Teresa Kuhn's Expert Author Email Alerts
Sign up to receive email alerts of Teresa Kuhn's latest articles from EzineArticles.com!

Email Address:

Tuesday, November 24, 2015

Recent COI Increases Reveal the Weaknesses of Universal Life Insurance

By Teresa Kuhn, JD. RFC, CSA
President, Living Wealthy Financial

There’s a certain amount of trust and faith required when entering into a business relationship, as well as a fair amount of reliance on companies to follow accepted practices and do the right things for their clients.    

And, while most of us realize that the way products are marketed may be the polar opposite of how they actually work, we continue to have faith that what we are being told about the things we buy is at least somewhat truthful.

As some of the most trusted and respected entities, American life insurance companies have been successful mostly because ordinary people have put so much faith in them and their promises.  

Throughout our country’s history, people have bought insurance policies that last for years, often entire lifetimes.  They do this believing that the insurer would never violate their trust by failing to honor the original policy terms or by doing things that would harm them financially.   

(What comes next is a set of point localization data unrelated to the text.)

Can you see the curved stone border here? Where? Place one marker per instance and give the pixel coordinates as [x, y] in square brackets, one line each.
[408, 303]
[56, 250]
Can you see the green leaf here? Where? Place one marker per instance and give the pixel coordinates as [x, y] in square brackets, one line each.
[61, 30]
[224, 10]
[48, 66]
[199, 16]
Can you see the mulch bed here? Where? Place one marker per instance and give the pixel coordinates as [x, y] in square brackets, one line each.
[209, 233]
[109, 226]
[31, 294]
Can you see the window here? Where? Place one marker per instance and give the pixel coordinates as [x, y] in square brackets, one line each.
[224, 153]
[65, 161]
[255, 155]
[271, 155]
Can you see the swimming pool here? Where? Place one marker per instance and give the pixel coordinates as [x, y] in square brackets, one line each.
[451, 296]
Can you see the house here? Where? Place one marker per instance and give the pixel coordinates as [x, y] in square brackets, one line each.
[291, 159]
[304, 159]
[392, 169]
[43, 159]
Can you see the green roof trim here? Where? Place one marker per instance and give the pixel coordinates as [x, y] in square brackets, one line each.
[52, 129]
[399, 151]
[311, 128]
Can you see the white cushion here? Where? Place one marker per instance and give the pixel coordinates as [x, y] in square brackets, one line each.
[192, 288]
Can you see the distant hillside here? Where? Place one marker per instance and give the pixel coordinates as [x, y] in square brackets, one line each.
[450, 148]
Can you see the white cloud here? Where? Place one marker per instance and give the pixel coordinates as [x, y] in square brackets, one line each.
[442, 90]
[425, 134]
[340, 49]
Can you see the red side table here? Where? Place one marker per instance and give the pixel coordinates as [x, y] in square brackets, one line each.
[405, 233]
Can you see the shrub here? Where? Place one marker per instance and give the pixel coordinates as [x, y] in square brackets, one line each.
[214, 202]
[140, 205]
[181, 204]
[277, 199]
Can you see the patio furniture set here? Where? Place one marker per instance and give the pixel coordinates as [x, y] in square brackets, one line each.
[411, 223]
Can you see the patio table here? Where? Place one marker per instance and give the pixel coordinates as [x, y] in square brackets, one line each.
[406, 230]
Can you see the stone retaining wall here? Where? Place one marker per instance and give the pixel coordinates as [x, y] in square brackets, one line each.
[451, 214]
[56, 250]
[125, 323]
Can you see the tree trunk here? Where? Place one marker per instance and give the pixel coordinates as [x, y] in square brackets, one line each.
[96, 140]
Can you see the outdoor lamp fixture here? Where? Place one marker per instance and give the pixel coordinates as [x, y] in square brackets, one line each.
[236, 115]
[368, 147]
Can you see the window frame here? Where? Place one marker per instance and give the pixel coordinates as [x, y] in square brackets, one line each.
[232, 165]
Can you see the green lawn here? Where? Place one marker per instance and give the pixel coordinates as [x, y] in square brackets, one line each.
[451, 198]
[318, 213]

Most people, for example, never expect the company to suddenly exercise a provision in the contract that would have an adverse financial consequence for them.

Unfortunately, however, such trust may no longer be justified. 

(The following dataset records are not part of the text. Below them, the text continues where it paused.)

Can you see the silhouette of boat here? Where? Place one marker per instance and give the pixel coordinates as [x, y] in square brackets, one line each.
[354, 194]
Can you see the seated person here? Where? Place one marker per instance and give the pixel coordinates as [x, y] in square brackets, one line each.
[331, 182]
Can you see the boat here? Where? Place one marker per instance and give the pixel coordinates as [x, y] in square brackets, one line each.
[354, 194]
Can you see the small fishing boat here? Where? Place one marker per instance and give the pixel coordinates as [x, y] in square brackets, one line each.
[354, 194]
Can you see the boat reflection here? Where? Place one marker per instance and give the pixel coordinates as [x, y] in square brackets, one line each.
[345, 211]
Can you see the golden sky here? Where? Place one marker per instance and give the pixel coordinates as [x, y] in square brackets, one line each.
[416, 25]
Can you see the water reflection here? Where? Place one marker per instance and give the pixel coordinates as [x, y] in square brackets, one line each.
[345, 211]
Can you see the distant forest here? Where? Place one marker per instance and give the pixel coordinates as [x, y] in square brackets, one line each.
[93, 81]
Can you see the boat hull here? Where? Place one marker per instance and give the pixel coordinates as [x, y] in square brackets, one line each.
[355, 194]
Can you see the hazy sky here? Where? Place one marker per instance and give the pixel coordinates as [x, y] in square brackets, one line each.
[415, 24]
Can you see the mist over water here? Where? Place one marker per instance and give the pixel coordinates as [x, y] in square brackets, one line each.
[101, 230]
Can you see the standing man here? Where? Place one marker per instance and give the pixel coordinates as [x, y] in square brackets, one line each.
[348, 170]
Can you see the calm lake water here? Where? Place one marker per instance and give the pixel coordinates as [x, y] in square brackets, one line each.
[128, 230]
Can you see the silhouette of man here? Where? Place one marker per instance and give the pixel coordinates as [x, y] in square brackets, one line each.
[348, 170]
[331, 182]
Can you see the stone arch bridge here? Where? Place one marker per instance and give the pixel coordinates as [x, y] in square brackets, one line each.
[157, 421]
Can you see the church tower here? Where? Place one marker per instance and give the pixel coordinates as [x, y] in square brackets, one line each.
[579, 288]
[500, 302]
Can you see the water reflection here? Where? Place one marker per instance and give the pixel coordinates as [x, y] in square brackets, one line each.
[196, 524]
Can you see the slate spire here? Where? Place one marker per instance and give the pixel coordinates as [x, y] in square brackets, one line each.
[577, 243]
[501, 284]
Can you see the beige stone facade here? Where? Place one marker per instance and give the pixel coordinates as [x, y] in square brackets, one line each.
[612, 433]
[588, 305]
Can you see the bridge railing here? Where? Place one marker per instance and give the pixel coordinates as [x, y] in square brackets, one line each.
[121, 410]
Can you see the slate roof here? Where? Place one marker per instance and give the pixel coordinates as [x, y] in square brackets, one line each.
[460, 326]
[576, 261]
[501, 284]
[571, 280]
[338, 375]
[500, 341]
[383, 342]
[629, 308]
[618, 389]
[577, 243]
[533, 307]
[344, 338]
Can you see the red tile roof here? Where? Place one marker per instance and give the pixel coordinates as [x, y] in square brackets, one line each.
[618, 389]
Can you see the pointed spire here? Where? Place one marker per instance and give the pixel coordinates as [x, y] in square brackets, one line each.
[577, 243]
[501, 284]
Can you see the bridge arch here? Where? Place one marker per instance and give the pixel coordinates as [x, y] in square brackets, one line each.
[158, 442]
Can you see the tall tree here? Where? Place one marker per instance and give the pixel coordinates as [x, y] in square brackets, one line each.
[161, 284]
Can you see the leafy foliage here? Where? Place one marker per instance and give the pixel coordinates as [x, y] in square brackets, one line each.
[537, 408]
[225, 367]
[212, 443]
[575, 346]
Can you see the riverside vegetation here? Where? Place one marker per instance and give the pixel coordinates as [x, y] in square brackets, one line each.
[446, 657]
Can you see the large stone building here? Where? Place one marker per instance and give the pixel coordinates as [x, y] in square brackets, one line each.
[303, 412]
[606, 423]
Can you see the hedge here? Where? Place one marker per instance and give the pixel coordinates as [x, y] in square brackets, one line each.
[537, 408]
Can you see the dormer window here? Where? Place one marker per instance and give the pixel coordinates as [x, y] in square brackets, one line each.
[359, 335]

Except for whole life insurance policies, most other permanent life insurance policies have a right to increase the cost of insurance built into their contracts. 

In the past, most people did not pay much attention to this particular provision simply because insurers realized it would be bad business for them to use it.   Increasing the cost of insurance (COI) was just something that was seldom, if ever, done.

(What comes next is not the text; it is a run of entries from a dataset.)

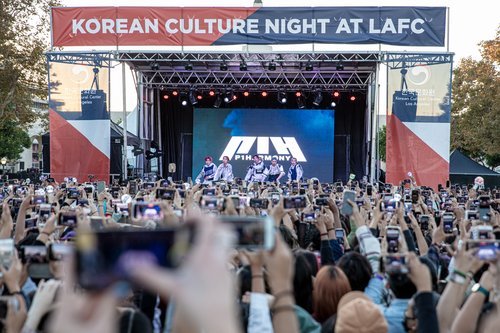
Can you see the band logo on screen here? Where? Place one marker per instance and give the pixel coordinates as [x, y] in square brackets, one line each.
[239, 148]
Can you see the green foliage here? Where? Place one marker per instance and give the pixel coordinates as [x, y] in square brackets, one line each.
[24, 37]
[475, 123]
[381, 143]
[13, 138]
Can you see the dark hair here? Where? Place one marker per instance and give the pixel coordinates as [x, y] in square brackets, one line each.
[357, 269]
[302, 280]
[329, 287]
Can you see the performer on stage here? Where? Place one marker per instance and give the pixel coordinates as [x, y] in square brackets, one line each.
[256, 171]
[207, 173]
[275, 171]
[295, 172]
[224, 171]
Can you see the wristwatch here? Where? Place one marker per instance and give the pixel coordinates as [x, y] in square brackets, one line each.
[478, 288]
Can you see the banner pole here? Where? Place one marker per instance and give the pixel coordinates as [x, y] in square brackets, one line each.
[124, 123]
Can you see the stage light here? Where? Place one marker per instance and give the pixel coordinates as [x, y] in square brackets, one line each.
[192, 98]
[318, 98]
[155, 66]
[218, 102]
[300, 102]
[282, 97]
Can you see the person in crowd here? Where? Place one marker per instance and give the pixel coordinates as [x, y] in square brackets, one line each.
[207, 173]
[224, 171]
[256, 171]
[295, 172]
[275, 171]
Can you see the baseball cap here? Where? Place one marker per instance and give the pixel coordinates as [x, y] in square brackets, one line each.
[355, 305]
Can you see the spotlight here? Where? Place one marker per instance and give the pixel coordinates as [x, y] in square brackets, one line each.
[218, 102]
[318, 98]
[282, 97]
[155, 66]
[300, 102]
[192, 98]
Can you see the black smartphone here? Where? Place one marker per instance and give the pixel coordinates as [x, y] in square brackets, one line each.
[293, 202]
[97, 267]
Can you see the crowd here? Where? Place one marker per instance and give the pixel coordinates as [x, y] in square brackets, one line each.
[248, 256]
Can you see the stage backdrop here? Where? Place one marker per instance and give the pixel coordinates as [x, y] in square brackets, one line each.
[241, 133]
[418, 123]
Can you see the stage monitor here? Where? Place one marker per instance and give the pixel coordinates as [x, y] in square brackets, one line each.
[241, 133]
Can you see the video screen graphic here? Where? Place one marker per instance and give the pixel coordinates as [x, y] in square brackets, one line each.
[241, 133]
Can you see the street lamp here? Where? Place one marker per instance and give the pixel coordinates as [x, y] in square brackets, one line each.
[3, 161]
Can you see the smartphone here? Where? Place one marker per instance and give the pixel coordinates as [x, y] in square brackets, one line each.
[293, 202]
[38, 199]
[339, 234]
[252, 232]
[308, 217]
[6, 252]
[484, 208]
[321, 201]
[67, 219]
[395, 264]
[147, 211]
[165, 193]
[369, 189]
[259, 203]
[392, 237]
[346, 208]
[447, 220]
[97, 267]
[423, 220]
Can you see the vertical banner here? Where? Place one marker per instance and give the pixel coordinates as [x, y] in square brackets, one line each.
[418, 123]
[79, 122]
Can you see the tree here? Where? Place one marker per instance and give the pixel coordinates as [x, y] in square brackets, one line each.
[24, 37]
[475, 123]
[13, 138]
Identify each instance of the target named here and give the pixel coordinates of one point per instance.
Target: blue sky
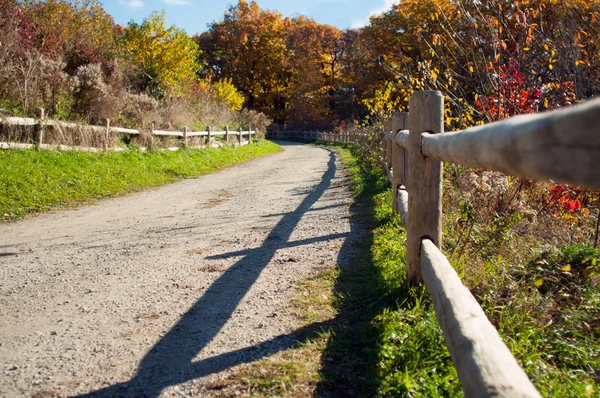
(194, 15)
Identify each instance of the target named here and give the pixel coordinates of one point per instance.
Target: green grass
(33, 181)
(373, 334)
(548, 315)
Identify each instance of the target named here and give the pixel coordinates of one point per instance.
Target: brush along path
(163, 291)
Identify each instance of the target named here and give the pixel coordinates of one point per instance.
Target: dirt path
(159, 292)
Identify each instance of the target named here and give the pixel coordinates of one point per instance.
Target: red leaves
(566, 197)
(512, 97)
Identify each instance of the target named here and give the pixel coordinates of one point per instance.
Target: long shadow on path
(170, 361)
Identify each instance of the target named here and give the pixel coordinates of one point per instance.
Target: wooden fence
(562, 146)
(342, 137)
(40, 124)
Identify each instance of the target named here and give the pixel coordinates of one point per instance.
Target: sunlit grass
(33, 181)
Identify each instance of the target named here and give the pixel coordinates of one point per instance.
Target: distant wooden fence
(40, 123)
(562, 146)
(342, 137)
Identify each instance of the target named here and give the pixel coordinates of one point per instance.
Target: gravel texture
(157, 293)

Recently, though, unprecedented types of premium increases have begun to hit consumers.  These rate hikes call into question the trustworthiness of insurance companies and threaten the entire industry.

At least four major insurance carriers have published significant rate hikes with no warning to consumers.

These rate hikes result from increases in the cost of insurance (COI) companies charge their existing customers.

For those of you who may not know what COI is, it is the pure insurance protection portion of a policy and is tied to mortality risks.

In the past, COI increases have been unthinkable and consumers have relied on the implicit and explicit promises of  life carriers that they will never have COI increases.  The breaking of this promise by four big insurance companies virtually guarantees that others will follow.

There’s nothing subtle about these premium increases, either.  Policy holders are getting bills with anywhere from 40% increases in premiums to over 100 percent!   Such increases come at a time when health insurance, automobile, and other insurance premiums are also increasing.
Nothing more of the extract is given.